アレクサンダーが入ってきた途端、倉庫の管理人は飛び上がらんばかりに驚いた。私が現れてからずっとそわそわしていて――ひっきりなしにスマホに目を落としては、何かを打ち込んでいる。一体誰にメールしているのかしら?

ああ、待って。当ててやろうか……あの女、ティファニーでしょうね。

私は彼がメールを続けるのを放っておいた。むしろ、ティファニーにはここに来て、自分のしでかした惨状を見てもらいたかったくらいだ。

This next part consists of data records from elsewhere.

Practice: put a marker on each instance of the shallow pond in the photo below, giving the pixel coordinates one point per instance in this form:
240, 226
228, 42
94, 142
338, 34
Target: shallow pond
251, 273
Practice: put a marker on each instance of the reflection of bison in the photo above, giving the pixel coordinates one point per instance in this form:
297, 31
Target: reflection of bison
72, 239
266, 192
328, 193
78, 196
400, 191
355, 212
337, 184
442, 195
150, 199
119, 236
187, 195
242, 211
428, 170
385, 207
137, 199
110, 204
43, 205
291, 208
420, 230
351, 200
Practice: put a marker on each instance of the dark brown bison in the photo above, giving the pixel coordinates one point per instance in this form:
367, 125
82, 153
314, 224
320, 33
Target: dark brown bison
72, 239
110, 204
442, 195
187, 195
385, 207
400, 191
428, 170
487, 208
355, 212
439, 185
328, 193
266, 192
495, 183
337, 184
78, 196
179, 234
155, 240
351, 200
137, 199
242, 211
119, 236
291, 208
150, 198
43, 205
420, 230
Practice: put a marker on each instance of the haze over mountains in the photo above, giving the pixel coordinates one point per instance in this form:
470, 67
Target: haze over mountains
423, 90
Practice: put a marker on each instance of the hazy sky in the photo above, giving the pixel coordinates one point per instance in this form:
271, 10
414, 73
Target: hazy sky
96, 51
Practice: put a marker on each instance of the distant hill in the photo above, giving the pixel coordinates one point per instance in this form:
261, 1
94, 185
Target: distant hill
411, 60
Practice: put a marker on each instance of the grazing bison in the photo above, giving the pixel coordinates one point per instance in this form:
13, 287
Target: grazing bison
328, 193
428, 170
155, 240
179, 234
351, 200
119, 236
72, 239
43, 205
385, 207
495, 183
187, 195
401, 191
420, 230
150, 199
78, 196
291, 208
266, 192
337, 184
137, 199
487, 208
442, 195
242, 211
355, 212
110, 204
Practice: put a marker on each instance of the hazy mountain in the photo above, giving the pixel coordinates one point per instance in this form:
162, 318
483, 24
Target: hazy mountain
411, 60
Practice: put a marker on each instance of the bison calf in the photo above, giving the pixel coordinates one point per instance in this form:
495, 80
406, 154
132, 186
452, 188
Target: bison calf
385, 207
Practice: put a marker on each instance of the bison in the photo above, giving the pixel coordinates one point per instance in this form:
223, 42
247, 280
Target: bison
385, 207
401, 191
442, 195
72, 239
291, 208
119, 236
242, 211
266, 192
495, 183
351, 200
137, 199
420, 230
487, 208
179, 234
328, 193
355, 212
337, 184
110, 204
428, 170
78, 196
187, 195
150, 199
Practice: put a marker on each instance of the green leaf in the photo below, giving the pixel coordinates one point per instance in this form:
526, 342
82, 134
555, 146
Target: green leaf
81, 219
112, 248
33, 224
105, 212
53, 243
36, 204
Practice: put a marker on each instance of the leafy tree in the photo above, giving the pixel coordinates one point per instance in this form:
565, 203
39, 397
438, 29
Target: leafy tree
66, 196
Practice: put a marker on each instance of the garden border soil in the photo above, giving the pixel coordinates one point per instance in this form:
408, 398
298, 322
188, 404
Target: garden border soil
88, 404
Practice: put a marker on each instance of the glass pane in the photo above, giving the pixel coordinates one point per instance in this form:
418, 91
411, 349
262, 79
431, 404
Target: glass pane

私は私たちが使っているはずの石を調べ続けた。質感が全く違う――ざらざらして、粗い。本物のダイヤモンドの原石は、カットされれば水晶のように透明で、ガラスのように滑らかで、そして……まあ、ダイヤモンドのように硬いはずだ。

この手の中にあるクソみたいな代物は、濁っていてざらついている。ディスカウントの宝飾店でさえ、こんなガラクタには鼻も引っかけないだろう。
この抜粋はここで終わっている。